Bug#1391053: spurious events generated on Windows after completion of tk_getOpenFile, tk_chooseColor and similar modal dialogs. This patch, redone against CVS head, provides a real solution for this long-standing problem, instead of the current pseudo-solution that hurts but not helps (see win/tkWinDialog.c:EatSpuriousMessageBugFix).
Steps to reproduce: (1) bind . <1> "puts Click"; bind . <3> tk_getOpenFile; maximize main window; right-click, then select a file. When the file dialog is closed on click-that-selects-a-file, you'll see the Click reaching the main window. Similar thing for closed Tk non-main toplevel windows by double-clicking on system menu icon: if another tk window happens to be under the click, it receives an event.

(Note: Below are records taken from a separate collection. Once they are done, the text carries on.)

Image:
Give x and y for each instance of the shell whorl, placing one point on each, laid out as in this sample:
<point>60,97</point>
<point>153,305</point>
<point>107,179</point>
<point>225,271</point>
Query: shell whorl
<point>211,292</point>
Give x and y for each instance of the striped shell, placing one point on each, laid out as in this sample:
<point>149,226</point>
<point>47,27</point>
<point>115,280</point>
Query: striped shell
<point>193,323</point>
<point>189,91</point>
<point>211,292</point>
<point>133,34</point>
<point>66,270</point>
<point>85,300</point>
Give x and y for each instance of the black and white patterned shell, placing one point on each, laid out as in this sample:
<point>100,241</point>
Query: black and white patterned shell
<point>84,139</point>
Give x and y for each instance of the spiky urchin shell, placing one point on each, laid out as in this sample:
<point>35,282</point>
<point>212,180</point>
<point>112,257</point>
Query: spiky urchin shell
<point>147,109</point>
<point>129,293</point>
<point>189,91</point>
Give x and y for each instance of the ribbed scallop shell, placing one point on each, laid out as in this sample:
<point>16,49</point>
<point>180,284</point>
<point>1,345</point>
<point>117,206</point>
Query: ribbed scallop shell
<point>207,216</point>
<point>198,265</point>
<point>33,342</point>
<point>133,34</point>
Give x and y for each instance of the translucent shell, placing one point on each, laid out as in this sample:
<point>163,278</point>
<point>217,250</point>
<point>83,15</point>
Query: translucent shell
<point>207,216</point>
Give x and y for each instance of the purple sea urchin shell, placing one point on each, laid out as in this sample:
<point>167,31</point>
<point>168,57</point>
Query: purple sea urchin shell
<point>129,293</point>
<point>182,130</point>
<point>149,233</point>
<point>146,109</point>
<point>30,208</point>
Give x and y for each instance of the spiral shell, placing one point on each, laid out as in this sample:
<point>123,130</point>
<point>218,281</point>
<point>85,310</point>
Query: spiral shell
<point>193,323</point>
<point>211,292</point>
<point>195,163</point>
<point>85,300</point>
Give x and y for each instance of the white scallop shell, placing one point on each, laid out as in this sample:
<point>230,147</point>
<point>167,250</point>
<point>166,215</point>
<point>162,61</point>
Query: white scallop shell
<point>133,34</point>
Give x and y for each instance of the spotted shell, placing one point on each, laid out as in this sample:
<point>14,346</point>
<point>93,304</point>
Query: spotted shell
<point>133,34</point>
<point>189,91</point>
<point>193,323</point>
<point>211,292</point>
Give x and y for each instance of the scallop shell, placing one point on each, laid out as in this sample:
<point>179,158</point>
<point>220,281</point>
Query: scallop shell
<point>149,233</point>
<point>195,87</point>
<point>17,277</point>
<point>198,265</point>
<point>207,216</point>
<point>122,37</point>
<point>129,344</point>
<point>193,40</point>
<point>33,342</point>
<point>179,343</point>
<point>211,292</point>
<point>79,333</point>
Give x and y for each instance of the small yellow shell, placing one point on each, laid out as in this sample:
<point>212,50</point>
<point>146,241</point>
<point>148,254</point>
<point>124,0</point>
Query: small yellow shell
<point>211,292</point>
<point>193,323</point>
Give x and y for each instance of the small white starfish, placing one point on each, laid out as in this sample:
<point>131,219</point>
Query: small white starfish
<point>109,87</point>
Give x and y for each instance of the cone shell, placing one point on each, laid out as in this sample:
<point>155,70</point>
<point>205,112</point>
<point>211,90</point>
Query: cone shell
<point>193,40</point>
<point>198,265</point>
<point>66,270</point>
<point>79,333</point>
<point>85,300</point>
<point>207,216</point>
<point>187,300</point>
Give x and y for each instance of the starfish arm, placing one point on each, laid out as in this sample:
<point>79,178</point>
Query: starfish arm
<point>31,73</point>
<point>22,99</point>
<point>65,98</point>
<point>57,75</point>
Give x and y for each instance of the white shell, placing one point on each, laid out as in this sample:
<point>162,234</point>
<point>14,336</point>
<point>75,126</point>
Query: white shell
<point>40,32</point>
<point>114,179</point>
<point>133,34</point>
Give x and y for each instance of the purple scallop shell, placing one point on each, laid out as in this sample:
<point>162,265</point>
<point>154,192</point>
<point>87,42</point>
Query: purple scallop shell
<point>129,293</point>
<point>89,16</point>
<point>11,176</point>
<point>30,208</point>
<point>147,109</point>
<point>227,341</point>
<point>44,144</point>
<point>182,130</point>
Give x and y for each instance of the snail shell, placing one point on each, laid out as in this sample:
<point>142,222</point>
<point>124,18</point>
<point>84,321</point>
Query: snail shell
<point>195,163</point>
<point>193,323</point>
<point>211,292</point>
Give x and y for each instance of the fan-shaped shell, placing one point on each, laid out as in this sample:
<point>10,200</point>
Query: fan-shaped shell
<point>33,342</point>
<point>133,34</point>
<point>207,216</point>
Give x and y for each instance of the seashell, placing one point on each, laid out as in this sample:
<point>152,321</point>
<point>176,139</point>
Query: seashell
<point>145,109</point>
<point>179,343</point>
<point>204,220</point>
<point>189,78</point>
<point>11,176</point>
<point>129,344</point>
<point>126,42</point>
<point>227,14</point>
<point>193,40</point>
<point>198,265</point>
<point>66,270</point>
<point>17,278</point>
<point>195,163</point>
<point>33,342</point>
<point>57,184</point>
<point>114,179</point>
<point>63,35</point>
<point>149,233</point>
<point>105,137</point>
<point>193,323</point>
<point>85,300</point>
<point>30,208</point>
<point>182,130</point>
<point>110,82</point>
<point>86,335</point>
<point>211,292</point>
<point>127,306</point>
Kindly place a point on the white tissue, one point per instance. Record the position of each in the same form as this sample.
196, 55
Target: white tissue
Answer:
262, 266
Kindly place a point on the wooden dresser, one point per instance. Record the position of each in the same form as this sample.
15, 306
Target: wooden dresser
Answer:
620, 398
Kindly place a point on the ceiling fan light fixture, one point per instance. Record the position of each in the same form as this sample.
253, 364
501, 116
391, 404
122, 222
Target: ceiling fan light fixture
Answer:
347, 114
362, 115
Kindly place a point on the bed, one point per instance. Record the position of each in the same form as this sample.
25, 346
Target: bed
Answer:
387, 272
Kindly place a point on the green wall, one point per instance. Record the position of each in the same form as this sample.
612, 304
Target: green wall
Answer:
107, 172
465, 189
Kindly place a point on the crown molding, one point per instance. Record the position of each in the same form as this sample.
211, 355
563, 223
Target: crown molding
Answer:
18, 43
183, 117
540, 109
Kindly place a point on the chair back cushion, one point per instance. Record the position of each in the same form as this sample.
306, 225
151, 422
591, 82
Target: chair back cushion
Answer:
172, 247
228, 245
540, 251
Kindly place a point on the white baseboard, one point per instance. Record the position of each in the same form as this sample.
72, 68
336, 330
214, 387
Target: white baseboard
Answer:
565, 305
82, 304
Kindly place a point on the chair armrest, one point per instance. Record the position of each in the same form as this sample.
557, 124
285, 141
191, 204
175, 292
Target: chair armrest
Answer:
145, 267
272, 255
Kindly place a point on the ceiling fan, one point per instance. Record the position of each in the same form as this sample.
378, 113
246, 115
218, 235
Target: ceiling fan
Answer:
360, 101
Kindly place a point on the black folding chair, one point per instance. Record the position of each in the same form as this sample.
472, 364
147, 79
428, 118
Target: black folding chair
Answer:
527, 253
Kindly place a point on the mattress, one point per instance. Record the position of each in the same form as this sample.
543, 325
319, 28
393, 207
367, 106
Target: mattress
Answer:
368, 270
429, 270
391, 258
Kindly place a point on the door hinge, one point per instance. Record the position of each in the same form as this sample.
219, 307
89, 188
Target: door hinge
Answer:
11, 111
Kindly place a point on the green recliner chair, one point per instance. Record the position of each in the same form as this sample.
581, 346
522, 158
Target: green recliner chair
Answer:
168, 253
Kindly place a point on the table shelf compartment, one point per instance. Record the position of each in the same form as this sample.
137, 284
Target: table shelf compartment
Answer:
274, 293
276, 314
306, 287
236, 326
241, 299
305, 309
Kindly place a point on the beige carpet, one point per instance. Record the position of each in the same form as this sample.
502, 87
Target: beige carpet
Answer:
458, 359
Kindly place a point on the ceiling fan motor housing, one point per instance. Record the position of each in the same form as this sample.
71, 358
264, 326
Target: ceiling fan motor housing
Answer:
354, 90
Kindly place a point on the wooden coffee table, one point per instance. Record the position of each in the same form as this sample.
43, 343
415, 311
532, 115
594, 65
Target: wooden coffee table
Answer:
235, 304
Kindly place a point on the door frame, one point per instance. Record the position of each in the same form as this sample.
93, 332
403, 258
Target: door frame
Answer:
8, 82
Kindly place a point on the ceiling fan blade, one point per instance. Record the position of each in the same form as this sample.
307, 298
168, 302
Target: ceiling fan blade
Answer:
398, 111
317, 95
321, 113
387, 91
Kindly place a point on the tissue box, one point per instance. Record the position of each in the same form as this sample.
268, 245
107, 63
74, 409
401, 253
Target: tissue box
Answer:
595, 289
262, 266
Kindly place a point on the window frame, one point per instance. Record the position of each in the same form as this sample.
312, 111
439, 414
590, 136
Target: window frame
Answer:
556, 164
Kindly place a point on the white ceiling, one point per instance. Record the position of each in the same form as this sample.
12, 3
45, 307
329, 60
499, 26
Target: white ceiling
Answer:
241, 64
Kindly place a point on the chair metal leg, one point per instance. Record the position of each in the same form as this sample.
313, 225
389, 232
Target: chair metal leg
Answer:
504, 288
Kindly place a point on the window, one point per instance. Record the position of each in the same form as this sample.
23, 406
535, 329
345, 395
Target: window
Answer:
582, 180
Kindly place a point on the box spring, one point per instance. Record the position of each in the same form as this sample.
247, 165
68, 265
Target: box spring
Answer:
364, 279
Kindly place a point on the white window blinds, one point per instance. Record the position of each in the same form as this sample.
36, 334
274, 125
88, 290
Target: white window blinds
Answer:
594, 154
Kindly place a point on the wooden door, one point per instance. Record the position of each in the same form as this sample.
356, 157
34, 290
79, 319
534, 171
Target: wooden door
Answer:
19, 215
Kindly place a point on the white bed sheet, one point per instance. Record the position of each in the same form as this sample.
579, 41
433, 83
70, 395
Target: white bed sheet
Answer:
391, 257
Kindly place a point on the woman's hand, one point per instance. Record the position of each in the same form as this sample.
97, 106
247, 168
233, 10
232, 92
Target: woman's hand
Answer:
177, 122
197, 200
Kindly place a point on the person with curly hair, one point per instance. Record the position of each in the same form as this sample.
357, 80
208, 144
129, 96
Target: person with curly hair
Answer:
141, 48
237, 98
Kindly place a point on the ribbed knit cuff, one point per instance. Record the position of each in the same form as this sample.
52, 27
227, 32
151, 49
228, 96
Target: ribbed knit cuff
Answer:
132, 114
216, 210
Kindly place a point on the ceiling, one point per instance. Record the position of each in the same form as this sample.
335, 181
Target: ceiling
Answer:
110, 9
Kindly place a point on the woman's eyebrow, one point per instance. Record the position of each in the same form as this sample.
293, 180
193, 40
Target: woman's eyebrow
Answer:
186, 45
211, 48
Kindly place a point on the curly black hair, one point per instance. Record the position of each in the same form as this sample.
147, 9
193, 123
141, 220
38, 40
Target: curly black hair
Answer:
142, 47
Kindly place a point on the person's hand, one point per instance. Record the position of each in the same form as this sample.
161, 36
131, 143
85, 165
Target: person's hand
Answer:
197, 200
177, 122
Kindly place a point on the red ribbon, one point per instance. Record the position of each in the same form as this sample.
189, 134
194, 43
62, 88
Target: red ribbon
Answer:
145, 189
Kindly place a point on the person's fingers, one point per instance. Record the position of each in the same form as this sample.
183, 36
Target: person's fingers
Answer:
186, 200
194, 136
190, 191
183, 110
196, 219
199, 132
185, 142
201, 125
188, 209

Tk assumes that if a mouse button was released and is now pressed, then it must generate an event (Tk_UpdatePointer). This patch adds a special flag for Tk_UpdatePointer to take exception from this assumption. This modification proven to be useful for many other things during 4 years I maintain it for my projects.

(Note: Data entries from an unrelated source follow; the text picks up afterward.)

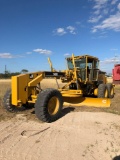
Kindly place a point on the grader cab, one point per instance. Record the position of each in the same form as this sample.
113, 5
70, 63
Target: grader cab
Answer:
82, 84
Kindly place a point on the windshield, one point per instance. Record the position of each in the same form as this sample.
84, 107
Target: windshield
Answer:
81, 63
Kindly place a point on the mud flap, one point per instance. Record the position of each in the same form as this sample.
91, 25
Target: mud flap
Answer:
86, 101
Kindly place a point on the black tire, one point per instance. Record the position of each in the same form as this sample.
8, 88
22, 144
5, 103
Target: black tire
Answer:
102, 91
110, 89
49, 105
7, 103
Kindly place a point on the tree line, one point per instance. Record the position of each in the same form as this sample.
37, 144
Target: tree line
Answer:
8, 74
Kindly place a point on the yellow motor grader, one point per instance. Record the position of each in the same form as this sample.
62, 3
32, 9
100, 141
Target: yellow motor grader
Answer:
83, 84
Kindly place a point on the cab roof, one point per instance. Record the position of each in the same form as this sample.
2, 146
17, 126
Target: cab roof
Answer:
83, 56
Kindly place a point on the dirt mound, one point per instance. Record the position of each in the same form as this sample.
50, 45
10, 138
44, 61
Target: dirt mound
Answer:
79, 135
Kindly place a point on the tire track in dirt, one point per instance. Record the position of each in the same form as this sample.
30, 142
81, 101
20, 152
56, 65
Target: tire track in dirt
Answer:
78, 135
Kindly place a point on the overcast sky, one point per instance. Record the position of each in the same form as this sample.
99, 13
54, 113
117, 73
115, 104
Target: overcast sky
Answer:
32, 30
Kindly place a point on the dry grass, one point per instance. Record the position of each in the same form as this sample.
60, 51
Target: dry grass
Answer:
114, 108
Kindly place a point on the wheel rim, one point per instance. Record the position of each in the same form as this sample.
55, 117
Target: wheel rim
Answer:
53, 105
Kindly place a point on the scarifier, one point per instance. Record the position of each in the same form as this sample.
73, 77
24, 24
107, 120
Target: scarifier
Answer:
83, 84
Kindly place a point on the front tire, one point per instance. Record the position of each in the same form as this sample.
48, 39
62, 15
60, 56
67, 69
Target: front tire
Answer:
8, 105
102, 91
49, 105
110, 89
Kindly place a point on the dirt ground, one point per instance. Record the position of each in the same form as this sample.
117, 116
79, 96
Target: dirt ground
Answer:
82, 133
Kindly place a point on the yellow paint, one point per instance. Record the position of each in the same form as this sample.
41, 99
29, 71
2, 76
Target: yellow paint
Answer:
85, 101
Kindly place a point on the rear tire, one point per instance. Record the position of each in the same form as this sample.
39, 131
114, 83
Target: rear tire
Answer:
49, 105
110, 89
102, 91
7, 103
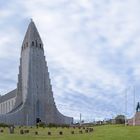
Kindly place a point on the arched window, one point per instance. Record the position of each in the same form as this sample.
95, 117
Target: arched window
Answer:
32, 43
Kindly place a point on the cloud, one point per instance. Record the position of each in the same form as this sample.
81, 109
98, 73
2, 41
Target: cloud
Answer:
92, 50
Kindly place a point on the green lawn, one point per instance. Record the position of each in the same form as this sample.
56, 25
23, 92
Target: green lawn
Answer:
108, 132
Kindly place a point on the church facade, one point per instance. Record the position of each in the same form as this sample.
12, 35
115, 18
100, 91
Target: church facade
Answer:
32, 101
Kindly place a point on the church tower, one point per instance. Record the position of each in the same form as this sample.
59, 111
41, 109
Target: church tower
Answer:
34, 100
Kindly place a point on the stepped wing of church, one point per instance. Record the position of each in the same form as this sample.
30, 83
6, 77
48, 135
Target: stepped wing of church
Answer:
32, 101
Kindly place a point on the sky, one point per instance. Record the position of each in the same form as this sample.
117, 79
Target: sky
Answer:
92, 50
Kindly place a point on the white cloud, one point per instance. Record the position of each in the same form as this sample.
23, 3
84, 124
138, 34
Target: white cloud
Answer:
92, 47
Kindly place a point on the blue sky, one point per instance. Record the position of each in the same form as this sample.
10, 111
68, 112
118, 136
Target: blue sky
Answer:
92, 50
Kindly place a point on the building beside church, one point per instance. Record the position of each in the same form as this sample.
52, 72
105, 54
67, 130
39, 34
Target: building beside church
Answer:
136, 118
32, 101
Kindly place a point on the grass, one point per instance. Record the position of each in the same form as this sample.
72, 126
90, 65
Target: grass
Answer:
106, 132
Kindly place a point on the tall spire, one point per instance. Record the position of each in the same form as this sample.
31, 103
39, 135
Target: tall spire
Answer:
32, 34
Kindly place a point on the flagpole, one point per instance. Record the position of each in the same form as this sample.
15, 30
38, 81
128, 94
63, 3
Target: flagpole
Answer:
126, 107
134, 119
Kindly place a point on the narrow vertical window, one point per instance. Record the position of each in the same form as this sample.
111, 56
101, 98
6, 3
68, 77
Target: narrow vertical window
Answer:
32, 43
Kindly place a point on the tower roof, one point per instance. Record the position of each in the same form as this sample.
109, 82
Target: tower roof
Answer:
32, 34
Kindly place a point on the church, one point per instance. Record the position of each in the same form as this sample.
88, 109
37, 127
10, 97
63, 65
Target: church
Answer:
32, 101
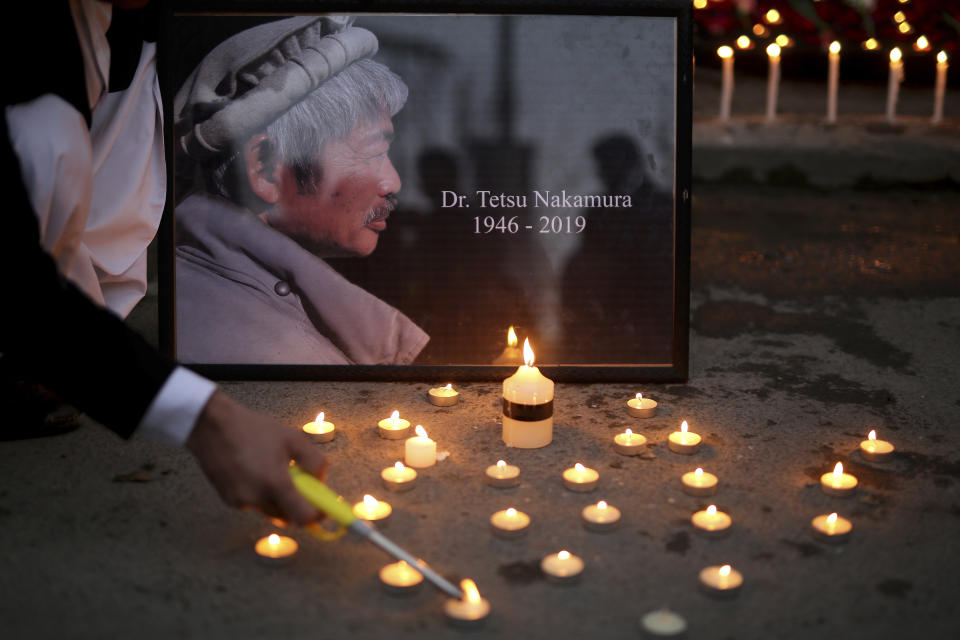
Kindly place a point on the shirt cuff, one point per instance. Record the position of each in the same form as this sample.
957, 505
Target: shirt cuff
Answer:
174, 411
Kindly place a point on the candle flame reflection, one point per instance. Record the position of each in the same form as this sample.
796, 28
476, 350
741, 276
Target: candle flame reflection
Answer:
470, 591
527, 353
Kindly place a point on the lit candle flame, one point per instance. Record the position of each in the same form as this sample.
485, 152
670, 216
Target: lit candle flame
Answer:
527, 353
470, 591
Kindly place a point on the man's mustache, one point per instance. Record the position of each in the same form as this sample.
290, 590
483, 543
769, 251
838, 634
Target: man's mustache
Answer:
383, 210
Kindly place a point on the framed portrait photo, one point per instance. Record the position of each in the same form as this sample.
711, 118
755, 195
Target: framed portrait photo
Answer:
416, 190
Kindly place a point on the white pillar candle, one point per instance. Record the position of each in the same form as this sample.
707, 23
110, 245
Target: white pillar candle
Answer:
893, 83
600, 517
773, 80
372, 510
562, 567
833, 81
509, 523
443, 396
629, 443
420, 451
399, 578
684, 441
320, 430
275, 550
527, 406
876, 450
580, 478
726, 84
940, 87
712, 522
399, 477
721, 582
394, 427
837, 483
469, 611
831, 528
502, 475
699, 483
641, 407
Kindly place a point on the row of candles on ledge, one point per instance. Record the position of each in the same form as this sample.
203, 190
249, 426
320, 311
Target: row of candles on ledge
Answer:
774, 51
528, 423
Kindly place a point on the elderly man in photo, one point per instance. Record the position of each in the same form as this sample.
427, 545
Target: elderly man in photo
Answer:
287, 127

There is another obscure manifestation of a similar problem, related to non-client clicks (like WM_NCLBUTTONDOWN): tk really shouldn't generate ButtonDown on these events. This patch adds WM_NC* handling to the toplevel window procedure, using special flag for Tk_UpdatePointer to prevent these spurious events too, and another flag to prevent cursor shape changes for non-client areas).
Unfortunately there are another things in this patch (separating them is not easy): support for wm attr -contexthelp (uses virtual <<Help>> event, no need to worry about event mask bits exhaustion); support for wm attr -shadow (recreates wrapper window with CS_DROPSHADOW).
To complicate things even more, this patch includes tkUnixRFont update for -underline and -overstrike support in Xft backed. This part can be separated :)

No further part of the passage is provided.